06/02/2012

384. "Eva"


Voix, la colline est bleue et déjà l’ombre agile
A sur le blanc chemin répandu ses vapeurs,
Les portes des maisons s’éclairent vers la ville,
Éva, soit sans orgueil, sans prudence et sans peur.

Le soleil tout le jour a brûlé ta fenêtre,
Tes bras étaient oisifs et ton cœur était lourd,
Voici l’heure où la force exquise va renaître,
La lune est favorable aux rêveurs de l’amour.

Viens dans le bois feuillu, sous la fraîcheur des branches.
O pleureuse irritée et chaude du désir,
La nature infinie et profonde se penche
Sur ceux qui vont s’unir et souffrir de plaisir.

Vois : c’est pour la joyeuse et grave défaillance
Que l’air est de rosée et d’odeur embué,
Les phalènes légers qui dansent en silence
S’envolent doucement des buissons remués,

Regarde ; la nature, âpre, auguste, éternelle,
Que n’émeut point l’orgueil et le labeur humains.
Palpite dans la nuit et s’éploie comme une aile
Quand l’être cherche l’être au secret des chemins.

Elle qui ne sait pas si sa vigne et ses pommes
Suffiront aux besoins des travailleurs du jour,
Elle tressaille et rit quand les enfants des hommes
Se pressent dans son ombre aux saisons de l’amour.
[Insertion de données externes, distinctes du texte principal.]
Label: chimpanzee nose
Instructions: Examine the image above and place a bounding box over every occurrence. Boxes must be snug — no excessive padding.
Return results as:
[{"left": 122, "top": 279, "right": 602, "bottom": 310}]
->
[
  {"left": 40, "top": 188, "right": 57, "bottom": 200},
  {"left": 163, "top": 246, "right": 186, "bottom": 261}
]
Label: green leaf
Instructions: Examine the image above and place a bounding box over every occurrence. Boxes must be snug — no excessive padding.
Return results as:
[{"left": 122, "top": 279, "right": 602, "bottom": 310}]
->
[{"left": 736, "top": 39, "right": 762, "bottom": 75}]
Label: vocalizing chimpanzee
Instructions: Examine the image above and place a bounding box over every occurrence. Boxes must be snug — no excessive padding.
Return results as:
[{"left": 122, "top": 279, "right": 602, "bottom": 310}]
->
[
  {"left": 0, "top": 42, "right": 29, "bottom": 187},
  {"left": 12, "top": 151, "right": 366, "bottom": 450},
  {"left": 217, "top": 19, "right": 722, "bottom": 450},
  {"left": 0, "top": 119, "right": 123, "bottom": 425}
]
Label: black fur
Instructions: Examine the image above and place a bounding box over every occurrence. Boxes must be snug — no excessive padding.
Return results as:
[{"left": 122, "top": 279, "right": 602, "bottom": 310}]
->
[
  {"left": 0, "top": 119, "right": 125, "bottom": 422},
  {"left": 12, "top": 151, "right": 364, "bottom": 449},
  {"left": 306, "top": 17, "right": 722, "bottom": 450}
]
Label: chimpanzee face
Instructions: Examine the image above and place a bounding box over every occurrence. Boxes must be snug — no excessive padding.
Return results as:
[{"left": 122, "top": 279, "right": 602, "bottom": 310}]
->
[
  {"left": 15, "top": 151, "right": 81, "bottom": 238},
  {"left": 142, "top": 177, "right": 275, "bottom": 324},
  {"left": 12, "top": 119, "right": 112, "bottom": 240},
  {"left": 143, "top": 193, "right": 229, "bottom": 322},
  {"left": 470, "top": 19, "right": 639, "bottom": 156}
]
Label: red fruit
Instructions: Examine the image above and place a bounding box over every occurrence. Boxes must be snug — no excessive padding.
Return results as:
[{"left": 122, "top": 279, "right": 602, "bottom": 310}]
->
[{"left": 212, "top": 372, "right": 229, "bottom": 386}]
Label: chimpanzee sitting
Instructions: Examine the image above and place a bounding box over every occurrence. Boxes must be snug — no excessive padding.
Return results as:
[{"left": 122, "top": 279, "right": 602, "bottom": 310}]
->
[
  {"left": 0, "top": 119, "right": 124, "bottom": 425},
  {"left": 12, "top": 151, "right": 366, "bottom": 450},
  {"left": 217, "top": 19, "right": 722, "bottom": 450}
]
Éva, les sucs, le miel, la sève et les résines
Coulent dans le soir clair pour parfumer ton cœur,
Cède au dessein divin du rêve qui chemine :
Voici l’heure où la fleur s’incline sur la fleur.

Les étoiles aux cieux s’allument une à une,
Les feuillages mouvants se frôlent doucement,
Les vagues de la mer se lèvent vers la lune,
La plainte des oiseaux éclate par moment…
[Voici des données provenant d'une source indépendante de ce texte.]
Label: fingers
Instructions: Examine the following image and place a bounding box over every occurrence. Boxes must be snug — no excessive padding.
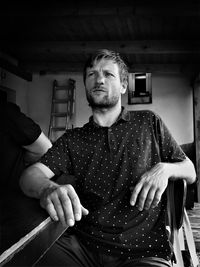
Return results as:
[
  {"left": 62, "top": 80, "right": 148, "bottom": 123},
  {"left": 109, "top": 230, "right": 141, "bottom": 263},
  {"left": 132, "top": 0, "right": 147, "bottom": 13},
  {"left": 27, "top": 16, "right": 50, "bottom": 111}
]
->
[
  {"left": 130, "top": 183, "right": 162, "bottom": 211},
  {"left": 42, "top": 185, "right": 89, "bottom": 226}
]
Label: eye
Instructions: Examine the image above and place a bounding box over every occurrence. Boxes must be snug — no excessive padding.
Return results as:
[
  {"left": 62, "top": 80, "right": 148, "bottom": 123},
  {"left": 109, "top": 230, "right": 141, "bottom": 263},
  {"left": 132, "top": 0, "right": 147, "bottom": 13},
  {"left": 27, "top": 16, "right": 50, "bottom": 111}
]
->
[
  {"left": 87, "top": 71, "right": 94, "bottom": 77},
  {"left": 105, "top": 71, "right": 114, "bottom": 77}
]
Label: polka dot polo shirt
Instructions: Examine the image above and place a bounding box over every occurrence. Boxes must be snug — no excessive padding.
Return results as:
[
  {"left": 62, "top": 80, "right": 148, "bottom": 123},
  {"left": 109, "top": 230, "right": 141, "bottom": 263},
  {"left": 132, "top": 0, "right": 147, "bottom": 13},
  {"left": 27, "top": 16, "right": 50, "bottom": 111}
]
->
[{"left": 41, "top": 109, "right": 185, "bottom": 260}]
Éva, entre à ton tour dans la saison heureuse
Baigne ton cœur aux eaux vivaces du destin,
Accepte sans trembler la lutte harmonieuse,
L’abeille du désir ce soir joue sur le thym ;

Vois, le monde infini te contemple et t’espère,
Sens-tu fluer vers toi les parfums d’alentours,
Ton corps est cette nuit profond comme la terre,
Ton cœur s’ouvre, s’élance et pleure : c’est l’amour.